A eclosão da agressão direta contra a Ucrânia tornou as coisas difíceis para os nacionalistas pró-Rússia. Os nacionalistas letões agora os olham com olhos piores, se possível. Mas também a situação representa um desafio para a minoria de língua russa. Além das afinidades culturais ou linguísticas, além dos sentimentos de ressentimento. Como enfrentar a polaridade dos laços que os unem ao mundo russo sem deixar de ser europeus? Algumas formações da minoria russa reiteraram uma visão: construir uma Letônia com base na cidadania, direitos cívicos, patriotismo constitucional, aceitação da língua letã, mas liberdade linguística para falantes de russo, sem preconceito ou discriminação. E se eles levantarem isso para a Letônia, também terão que pensar no que fazer com a Rússia. Para eles, parece não haver outra possibilidade senão uma mudança de regime. Faça com que seus parentes ou conhecidos na Rússia percebam a situação real. Não se isole do mundo.
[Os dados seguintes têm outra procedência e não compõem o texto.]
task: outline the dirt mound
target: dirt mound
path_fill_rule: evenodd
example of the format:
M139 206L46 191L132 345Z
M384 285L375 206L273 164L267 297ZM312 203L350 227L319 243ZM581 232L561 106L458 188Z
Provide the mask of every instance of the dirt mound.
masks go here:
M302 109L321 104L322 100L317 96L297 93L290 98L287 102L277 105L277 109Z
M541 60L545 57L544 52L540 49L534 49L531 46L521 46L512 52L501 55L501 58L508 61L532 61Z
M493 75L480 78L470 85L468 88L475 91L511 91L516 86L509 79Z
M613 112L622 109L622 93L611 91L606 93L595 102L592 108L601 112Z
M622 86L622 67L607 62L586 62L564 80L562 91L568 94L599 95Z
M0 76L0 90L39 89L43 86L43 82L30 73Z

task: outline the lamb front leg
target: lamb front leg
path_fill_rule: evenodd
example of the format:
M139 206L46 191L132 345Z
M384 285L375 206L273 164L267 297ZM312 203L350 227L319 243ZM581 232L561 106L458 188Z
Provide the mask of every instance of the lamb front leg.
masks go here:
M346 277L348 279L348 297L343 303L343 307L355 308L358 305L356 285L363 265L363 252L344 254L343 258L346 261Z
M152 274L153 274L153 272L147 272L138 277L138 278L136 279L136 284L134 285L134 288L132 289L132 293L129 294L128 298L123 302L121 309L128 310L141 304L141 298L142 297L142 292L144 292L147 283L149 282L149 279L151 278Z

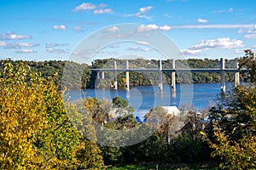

Isto é muito difícil. Para isso são necessárias muitas coisas: não ceder um centímetro de terra ucraniana, mas levar a sério os temores russos e oferecer soluções concretas — sim, já, hoje, durante a guerra. Dar uma guinada em sentido europeísta, reforçando nossos interesses acima dos da atual beligerante América, atolada em sua já longa crise política. Aumente — massivamente — informações para a Rússia em russo. Fazer compreender que só a defesa dos direitos e liberdades cívicas garante a soberania nacional e a prosperidade mútua. Reforçar e recuperar a ideia europeia na Rússia. Para isso, a Letônia é um laboratório para aprender.

Conseguir isso requer muito esforço, ideias claras. Mas acima de tudo uma coisa: um propósito e uma visão da Europa. Não é por acaso que os nacional-populistas de direita e de esquerda olham com bons olhos para a Rússia de Putin. Acabar com a Europa é seu objetivo comum.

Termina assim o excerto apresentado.